Mazel tov to Johannes Reiss, who received the Vienna Jewish Community (IKG)’s highest award for his “services to the Austrian Jewish Museum and for his commitment to researching and preserving Jewish cultural heritage in Europe. “
Reiss, an expert in Jewish gravestone inscriptions, recently retired as the longtime director of the museum and specialises in Jewish cemetery research and documentation, particularly in Austria’s Burgenland region southeast of Vienna. He has long been active in aiding Jewish genealogists and family historians.
“[I]t is my task to document the ‘human hearts’ of the old gravestones for the next 30 years in order to make the traces of their ancestors visible, especially for those generations who mostly live far away from Austria,” he said.
(Click HERE to read our post about his project to affix QR codes to ancient gravestones to enable visitors to learn about them.)
Reiss was one of three people to receive the Marietta and Friedrich Torberg Medal at a ceremony Thursday, the first night of Hanukkah.

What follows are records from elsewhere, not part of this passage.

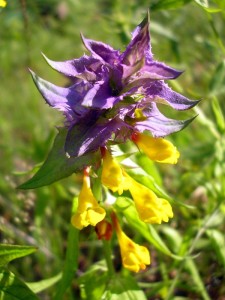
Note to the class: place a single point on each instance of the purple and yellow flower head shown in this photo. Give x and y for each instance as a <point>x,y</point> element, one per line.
<point>114,97</point>
<point>114,94</point>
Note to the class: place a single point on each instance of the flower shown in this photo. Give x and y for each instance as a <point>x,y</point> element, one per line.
<point>157,149</point>
<point>150,208</point>
<point>134,257</point>
<point>88,211</point>
<point>3,3</point>
<point>104,230</point>
<point>108,90</point>
<point>112,174</point>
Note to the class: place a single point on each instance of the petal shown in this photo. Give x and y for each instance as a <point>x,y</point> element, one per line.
<point>159,91</point>
<point>100,96</point>
<point>159,125</point>
<point>66,100</point>
<point>150,209</point>
<point>112,174</point>
<point>89,135</point>
<point>157,70</point>
<point>95,215</point>
<point>157,149</point>
<point>76,67</point>
<point>101,50</point>
<point>139,46</point>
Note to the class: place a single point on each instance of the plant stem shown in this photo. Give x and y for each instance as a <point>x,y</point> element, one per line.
<point>108,257</point>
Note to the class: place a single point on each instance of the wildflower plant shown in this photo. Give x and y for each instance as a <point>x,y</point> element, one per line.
<point>114,100</point>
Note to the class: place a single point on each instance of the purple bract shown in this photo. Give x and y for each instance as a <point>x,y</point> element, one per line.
<point>108,90</point>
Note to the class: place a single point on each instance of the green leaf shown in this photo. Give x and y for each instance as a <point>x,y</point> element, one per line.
<point>123,288</point>
<point>203,3</point>
<point>168,4</point>
<point>12,288</point>
<point>216,84</point>
<point>10,252</point>
<point>218,115</point>
<point>71,260</point>
<point>93,282</point>
<point>200,286</point>
<point>126,206</point>
<point>42,285</point>
<point>58,165</point>
<point>218,243</point>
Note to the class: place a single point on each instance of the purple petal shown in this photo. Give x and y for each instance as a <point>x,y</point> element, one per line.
<point>76,67</point>
<point>88,135</point>
<point>159,92</point>
<point>157,70</point>
<point>66,100</point>
<point>159,125</point>
<point>139,46</point>
<point>100,96</point>
<point>101,50</point>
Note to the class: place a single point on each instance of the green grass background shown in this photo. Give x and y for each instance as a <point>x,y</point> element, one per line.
<point>186,37</point>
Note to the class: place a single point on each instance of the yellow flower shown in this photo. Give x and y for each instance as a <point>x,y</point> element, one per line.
<point>104,230</point>
<point>157,149</point>
<point>134,257</point>
<point>88,211</point>
<point>3,3</point>
<point>112,174</point>
<point>150,208</point>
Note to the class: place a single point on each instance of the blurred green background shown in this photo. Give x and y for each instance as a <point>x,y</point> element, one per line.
<point>185,36</point>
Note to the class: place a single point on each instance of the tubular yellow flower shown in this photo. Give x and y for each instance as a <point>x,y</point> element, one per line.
<point>150,208</point>
<point>134,257</point>
<point>112,174</point>
<point>157,149</point>
<point>104,230</point>
<point>88,212</point>
<point>3,3</point>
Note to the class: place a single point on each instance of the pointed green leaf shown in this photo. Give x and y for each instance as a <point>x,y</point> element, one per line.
<point>44,284</point>
<point>12,288</point>
<point>93,282</point>
<point>216,85</point>
<point>71,260</point>
<point>10,252</point>
<point>218,114</point>
<point>203,3</point>
<point>58,165</point>
<point>218,243</point>
<point>168,4</point>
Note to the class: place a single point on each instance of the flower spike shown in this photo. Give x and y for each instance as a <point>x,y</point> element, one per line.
<point>113,85</point>
<point>134,257</point>
<point>157,149</point>
<point>88,212</point>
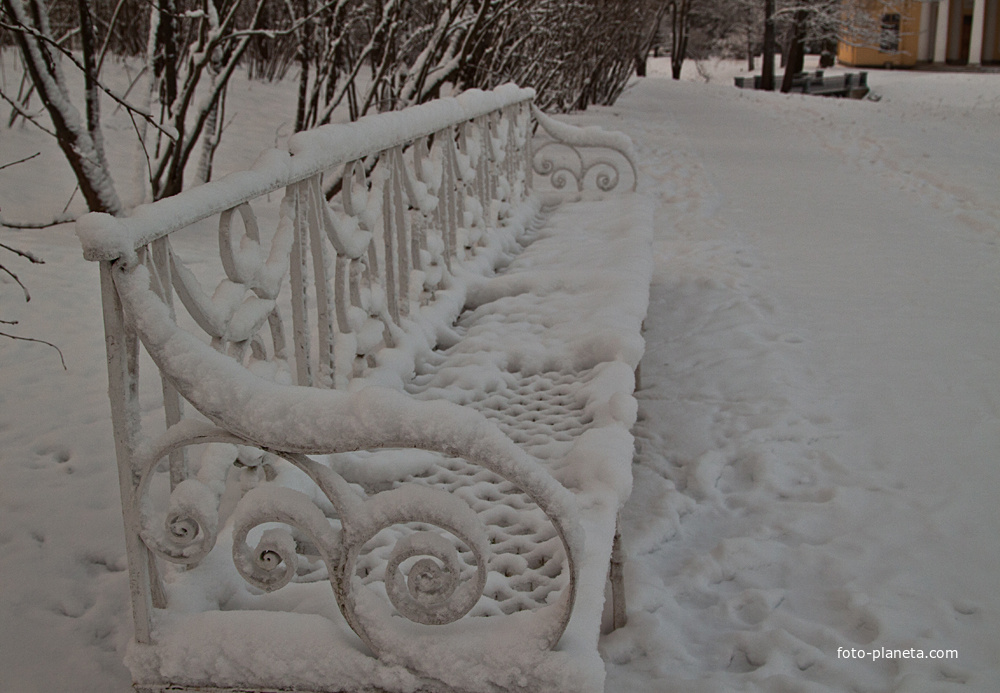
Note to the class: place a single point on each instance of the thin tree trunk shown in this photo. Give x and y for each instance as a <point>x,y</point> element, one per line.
<point>767,71</point>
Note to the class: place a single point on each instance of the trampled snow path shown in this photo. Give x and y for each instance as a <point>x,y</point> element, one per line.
<point>821,433</point>
<point>821,407</point>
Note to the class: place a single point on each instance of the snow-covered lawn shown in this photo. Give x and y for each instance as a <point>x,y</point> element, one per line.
<point>819,435</point>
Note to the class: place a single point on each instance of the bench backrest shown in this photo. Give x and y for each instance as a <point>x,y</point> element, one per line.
<point>375,220</point>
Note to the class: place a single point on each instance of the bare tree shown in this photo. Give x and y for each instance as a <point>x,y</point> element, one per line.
<point>191,45</point>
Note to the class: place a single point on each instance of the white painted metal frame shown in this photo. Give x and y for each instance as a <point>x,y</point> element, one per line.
<point>375,218</point>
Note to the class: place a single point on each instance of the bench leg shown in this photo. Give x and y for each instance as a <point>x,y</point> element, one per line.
<point>617,577</point>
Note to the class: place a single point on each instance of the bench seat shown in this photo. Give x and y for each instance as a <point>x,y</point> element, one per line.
<point>487,427</point>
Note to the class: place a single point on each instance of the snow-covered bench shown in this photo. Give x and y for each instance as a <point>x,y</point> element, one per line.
<point>440,432</point>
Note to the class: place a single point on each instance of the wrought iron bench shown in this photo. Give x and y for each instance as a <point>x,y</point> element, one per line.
<point>440,432</point>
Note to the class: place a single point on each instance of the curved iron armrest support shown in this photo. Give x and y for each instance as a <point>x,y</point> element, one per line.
<point>565,155</point>
<point>292,422</point>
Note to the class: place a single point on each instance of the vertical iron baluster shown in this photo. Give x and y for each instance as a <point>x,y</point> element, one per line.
<point>298,272</point>
<point>312,191</point>
<point>172,404</point>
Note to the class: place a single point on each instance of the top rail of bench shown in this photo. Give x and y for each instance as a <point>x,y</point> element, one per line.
<point>310,152</point>
<point>427,197</point>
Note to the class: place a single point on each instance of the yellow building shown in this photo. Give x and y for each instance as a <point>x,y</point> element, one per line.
<point>957,32</point>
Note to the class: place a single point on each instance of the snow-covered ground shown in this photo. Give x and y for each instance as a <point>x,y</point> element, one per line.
<point>819,435</point>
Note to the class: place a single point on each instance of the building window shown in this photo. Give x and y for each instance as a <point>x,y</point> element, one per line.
<point>889,40</point>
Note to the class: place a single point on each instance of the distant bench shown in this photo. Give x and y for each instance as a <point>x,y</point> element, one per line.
<point>402,367</point>
<point>847,84</point>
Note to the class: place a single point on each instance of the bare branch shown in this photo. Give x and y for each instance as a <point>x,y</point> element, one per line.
<point>62,219</point>
<point>24,114</point>
<point>39,341</point>
<point>27,296</point>
<point>20,161</point>
<point>145,115</point>
<point>24,253</point>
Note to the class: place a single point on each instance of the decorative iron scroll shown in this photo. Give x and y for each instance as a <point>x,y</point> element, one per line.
<point>407,215</point>
<point>435,590</point>
<point>582,155</point>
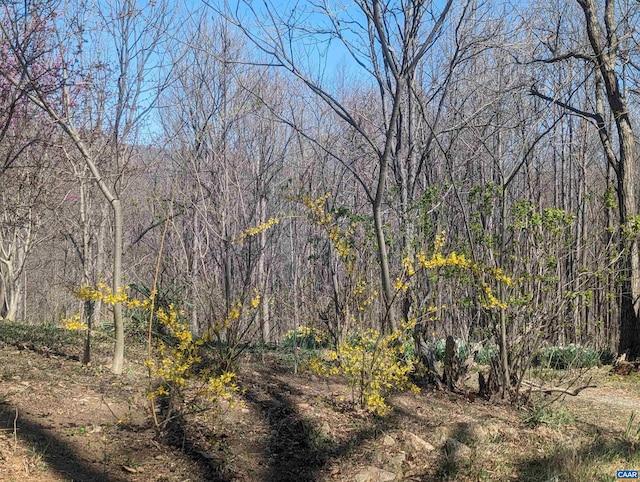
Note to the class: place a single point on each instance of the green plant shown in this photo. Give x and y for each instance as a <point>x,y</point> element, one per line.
<point>570,356</point>
<point>540,413</point>
<point>632,431</point>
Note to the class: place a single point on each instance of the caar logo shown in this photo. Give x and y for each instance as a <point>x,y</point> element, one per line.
<point>627,474</point>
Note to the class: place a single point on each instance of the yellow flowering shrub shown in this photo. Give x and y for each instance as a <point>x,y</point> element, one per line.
<point>458,262</point>
<point>174,362</point>
<point>374,366</point>
<point>305,337</point>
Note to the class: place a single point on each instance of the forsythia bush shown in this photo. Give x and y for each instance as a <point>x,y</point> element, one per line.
<point>174,362</point>
<point>374,365</point>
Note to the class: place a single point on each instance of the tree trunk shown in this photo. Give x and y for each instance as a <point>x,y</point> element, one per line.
<point>606,59</point>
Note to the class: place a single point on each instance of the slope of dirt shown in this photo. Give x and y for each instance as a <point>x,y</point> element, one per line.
<point>61,421</point>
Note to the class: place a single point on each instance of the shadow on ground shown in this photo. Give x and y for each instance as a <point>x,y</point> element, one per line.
<point>297,450</point>
<point>56,453</point>
<point>582,463</point>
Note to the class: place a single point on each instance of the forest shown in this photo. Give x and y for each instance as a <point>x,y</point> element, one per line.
<point>411,179</point>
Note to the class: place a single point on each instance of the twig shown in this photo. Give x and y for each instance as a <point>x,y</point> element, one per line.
<point>15,431</point>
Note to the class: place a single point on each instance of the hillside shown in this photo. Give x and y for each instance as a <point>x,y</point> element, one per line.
<point>63,421</point>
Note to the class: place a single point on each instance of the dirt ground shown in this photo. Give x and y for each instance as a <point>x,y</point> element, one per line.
<point>62,421</point>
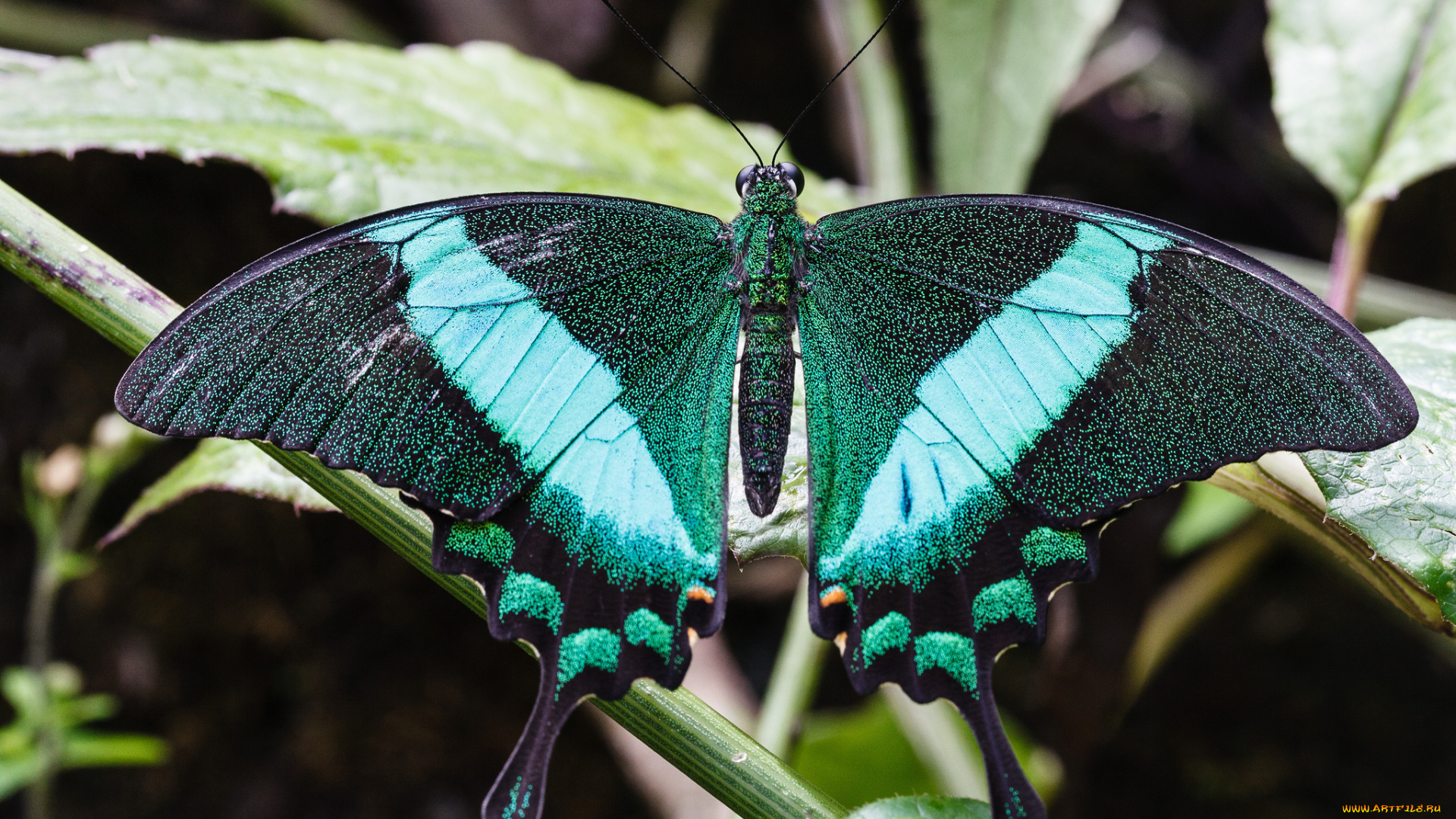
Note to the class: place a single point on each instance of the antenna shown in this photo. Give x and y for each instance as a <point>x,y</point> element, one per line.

Reiss has “tirelessly pointed out the heritage of Jewish culture in Burgenland through his work and academic activities. It’s not just about documenting graves, but also about giving the deceased a name and giving their descendants the opportunity to discover their roots,” IKG president Oskar Deutsch, who presented the awards, said.
The other two awards went to Andreas Kahrs and Daniel Lörcher, “for their commitment to combating anti-Semitism in sport[…] and their contribution to the culture of remembrance in Europe.”
“Since October 7th we have been confronted with a wave of anti-Semitic attacks,” Deutsch said. “At the same time, we see a majority that shows itself to be humane and stands up to hatred. They bring light into the darkness […] The work of the honored guests recognized today brings light into the darkness and strengthens us as a society and as a Jewish community.”